But these infirmities and defects touch not the great truth or efficacy of Christ's Atonement. Into that crimson sea God has cast all the sins of those who believe. Alas! how faintly do His people realize this truth; and, consequently, how little do they know of the peace and joy of a present salvation! "Behold, NOW are we the sons of God." "Your sins ARE forgiven you." "By grace you ARE saved." "Having FORGIVEN you all trespasses." "I write unto you, little children, because your sins ARE FORGIVEN." If, then, God has cast all your sins into the infinite depths of Christ's blood, why attempt to recall them? If God does not seek them, and if law and justice and judgment cannot find them, why should you be ever angling with the rod of unbelief, as if to bring them up again to the surface?

Oh! it is not so much dealing with your sins that will fill you with sin-loathing, penitence, and humility, as your dealing with the sin-atoning guilt-cleansing BLOOD that has put them all out of sight--its crimson waves closing over and entombing them forever! The great secret of peace and assurance is a heart sprinkled from an evil conscience with atoning blood, and thus purged from dead works, serving the living God. It is not dealing with a wound that promotes its healing, but with the balm. It is not poring over the wounded conscience, probing its depth, and lamenting its symptoms, that will cure and heal it; but, it is applying in faith the only true and infallible remedy prescribed in God's pharmacy--the sin-atoning Blood of Christ.

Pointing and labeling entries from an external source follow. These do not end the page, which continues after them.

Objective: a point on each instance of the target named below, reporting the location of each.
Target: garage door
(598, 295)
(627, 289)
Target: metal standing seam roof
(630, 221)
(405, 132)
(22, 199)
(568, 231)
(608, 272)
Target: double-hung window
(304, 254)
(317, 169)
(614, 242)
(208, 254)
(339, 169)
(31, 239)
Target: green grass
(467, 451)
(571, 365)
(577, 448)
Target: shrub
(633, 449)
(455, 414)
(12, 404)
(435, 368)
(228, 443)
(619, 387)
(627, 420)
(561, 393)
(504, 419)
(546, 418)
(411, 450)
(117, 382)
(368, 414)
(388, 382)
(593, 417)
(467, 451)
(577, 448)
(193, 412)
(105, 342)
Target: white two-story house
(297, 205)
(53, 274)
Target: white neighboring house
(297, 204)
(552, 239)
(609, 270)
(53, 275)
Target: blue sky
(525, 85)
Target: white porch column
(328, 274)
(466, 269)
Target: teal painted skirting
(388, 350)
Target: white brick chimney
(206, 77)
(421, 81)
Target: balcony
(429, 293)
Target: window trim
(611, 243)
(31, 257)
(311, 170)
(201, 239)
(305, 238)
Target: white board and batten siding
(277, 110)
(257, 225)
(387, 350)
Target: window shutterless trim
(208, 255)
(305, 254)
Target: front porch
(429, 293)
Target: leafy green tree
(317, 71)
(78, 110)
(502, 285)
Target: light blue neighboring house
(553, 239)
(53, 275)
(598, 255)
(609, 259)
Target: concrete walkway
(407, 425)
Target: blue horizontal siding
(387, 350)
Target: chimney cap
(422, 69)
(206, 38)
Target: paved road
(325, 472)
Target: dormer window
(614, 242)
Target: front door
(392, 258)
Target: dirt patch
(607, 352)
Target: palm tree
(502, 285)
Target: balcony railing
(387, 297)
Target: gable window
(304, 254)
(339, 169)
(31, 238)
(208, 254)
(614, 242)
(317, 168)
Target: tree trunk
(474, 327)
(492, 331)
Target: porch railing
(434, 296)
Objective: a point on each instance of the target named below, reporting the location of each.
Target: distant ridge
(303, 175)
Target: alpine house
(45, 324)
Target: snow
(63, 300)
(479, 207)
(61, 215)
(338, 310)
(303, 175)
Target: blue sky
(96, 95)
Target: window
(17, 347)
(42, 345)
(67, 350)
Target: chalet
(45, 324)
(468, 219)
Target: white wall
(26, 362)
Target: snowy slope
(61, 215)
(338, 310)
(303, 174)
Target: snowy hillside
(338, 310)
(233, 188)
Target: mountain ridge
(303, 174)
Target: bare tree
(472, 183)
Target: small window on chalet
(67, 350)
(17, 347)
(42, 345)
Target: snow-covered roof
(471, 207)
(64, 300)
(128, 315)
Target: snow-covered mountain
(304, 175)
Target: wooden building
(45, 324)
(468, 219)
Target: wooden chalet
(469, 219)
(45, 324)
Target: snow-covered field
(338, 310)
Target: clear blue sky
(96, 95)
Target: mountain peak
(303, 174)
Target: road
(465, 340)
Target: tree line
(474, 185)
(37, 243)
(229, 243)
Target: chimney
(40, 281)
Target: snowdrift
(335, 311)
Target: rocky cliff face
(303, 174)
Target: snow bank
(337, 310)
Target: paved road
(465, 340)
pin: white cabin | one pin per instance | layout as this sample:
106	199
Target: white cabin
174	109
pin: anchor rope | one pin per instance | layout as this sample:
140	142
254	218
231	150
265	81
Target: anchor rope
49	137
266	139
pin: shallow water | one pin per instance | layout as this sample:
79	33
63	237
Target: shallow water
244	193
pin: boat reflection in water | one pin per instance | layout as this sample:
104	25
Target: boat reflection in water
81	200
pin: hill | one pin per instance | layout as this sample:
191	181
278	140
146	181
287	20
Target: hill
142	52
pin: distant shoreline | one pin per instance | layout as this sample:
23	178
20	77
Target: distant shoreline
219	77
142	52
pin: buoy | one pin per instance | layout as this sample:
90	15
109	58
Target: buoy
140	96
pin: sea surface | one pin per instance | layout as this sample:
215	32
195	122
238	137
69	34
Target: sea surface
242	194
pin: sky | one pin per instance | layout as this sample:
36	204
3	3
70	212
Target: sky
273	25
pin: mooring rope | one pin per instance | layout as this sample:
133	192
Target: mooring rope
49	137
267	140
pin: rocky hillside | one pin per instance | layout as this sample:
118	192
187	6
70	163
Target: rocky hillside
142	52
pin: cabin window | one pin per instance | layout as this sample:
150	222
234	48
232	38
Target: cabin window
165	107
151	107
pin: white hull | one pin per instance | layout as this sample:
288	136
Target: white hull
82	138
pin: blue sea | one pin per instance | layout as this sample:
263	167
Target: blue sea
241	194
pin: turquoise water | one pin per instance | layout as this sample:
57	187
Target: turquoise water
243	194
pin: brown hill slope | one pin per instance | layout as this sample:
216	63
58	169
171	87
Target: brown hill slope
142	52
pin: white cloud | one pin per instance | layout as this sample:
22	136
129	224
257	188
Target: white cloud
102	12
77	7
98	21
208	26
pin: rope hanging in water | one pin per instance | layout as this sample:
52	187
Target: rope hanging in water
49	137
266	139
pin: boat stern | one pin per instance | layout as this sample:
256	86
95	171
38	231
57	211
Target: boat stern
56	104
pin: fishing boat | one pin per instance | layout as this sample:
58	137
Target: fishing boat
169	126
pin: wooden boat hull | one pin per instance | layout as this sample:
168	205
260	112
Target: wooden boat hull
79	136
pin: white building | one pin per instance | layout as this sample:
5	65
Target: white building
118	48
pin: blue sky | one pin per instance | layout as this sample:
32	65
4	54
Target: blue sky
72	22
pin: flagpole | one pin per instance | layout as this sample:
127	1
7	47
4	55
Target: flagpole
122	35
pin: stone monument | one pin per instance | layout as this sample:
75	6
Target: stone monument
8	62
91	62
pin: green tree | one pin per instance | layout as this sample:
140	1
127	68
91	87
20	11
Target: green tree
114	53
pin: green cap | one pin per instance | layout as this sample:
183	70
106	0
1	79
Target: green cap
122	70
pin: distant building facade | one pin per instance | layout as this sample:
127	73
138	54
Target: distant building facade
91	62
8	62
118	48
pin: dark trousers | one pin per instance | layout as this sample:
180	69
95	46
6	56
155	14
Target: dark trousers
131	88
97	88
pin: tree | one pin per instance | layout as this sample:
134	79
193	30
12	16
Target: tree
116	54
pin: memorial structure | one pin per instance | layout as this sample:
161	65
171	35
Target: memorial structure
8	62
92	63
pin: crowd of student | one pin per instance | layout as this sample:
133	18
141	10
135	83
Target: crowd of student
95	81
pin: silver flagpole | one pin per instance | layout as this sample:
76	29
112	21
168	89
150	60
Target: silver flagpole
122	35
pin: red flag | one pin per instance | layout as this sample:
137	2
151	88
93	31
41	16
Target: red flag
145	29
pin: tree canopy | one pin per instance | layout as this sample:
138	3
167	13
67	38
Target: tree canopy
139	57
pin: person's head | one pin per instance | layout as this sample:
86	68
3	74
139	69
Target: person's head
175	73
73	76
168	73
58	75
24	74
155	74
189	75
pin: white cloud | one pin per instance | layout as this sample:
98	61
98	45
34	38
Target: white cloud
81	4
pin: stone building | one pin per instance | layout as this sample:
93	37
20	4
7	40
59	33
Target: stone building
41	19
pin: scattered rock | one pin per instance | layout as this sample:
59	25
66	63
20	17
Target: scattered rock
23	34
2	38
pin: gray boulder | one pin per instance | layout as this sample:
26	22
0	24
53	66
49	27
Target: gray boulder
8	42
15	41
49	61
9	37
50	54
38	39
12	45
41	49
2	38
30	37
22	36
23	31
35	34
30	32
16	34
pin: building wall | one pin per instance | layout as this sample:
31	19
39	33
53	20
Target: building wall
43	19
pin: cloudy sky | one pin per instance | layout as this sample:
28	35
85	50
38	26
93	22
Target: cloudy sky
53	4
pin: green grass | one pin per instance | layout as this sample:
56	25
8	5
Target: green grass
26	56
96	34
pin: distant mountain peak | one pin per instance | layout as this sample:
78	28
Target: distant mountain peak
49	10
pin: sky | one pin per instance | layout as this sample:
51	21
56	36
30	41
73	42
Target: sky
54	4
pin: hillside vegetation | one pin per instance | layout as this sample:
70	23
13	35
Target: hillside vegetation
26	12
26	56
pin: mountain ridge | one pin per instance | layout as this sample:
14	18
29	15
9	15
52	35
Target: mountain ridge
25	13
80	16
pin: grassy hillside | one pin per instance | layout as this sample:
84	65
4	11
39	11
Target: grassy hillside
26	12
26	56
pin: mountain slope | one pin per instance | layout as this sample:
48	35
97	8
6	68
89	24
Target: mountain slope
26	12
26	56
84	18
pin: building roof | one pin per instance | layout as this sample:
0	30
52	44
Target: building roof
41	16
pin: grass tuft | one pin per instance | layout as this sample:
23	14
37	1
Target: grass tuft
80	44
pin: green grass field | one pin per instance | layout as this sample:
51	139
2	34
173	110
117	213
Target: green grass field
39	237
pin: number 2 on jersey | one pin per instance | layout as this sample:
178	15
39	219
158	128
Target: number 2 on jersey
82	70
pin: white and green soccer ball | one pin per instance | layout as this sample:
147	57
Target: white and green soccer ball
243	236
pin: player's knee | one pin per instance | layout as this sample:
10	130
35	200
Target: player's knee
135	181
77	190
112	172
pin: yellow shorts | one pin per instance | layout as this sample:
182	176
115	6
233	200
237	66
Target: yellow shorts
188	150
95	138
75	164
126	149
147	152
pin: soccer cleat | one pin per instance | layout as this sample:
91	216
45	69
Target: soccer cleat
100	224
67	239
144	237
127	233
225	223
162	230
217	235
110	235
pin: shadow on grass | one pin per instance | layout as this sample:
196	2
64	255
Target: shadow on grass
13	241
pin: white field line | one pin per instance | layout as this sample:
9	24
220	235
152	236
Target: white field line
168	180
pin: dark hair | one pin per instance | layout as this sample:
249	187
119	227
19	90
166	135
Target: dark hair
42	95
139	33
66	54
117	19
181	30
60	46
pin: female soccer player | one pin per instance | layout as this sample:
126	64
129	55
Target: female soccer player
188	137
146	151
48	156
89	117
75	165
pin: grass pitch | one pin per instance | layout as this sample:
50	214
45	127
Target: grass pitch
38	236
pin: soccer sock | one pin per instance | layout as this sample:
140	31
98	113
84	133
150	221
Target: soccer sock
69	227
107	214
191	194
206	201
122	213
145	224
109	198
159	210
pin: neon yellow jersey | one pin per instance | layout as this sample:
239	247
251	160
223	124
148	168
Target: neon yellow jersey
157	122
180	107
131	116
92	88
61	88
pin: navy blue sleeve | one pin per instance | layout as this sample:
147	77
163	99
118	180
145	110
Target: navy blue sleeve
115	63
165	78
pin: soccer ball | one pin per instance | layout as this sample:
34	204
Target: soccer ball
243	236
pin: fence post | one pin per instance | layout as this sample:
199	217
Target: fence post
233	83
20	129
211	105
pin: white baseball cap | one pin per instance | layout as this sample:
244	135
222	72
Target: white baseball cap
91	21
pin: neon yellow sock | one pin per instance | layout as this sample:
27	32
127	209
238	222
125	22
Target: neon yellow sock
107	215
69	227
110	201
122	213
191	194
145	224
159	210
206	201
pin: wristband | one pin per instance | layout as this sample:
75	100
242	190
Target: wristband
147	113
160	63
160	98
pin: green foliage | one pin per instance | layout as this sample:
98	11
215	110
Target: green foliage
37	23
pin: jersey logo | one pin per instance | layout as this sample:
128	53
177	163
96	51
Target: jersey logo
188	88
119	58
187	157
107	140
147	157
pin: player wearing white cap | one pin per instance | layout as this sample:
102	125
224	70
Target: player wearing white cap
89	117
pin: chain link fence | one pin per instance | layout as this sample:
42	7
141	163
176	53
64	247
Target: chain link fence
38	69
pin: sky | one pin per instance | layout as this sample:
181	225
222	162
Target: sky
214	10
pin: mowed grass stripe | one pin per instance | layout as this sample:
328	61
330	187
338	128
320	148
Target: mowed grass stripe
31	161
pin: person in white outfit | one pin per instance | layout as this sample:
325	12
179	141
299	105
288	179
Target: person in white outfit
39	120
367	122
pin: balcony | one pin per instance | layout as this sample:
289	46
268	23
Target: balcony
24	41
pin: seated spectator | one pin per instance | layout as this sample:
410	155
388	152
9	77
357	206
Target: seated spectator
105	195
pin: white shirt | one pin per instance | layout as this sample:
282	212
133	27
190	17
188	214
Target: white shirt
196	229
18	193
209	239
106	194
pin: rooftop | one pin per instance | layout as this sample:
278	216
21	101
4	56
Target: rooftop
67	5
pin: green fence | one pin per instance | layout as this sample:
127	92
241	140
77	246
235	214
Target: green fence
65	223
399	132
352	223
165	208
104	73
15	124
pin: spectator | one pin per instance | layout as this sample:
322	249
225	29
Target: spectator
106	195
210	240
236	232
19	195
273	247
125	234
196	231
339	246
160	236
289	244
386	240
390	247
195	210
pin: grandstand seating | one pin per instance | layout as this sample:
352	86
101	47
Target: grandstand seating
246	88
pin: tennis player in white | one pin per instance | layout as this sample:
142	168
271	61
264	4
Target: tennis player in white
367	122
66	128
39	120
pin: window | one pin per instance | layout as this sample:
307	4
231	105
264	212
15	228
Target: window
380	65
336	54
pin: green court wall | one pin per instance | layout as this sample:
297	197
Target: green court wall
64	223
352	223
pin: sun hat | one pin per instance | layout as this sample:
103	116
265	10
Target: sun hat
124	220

Only believe the grand truth that Jesus died for sinners--that He pardons the guiltiest--receives the vilest--saves the worst--welcomes the poorest; rejecting none who apply to Him for healing but those who bring a price in their hand with which to purchase it, and you shall be saved--yes, you are saved. Well may the apostle designate it "the PRECIOUS blood of Christ"--essentially, efficaciously precious--one drop of which is of more worth than the wealth of the universe. Oh! what will riches, or rank, or honors, or learning avail in a dying hour? One drop of Christ's blood applied by the Spirit, and received in faith at that solemn moment will be more precious and welcome than life's dearest treasures, or earth's richest diadem. Sin-laden, guilt-oppressed soul! plunge by faith into this atoning sea, and yours will be the "blessedness of the man whose transgression is forgiven, whose sin is covered, and unto whom the Lord imputes not iniquity."

But, dropping this symbolical view of our subject, let us examine more closely the spiritual import of this NEGATIVE ATTRACTION of the New Jerusalem--"And there shall be no more SEA."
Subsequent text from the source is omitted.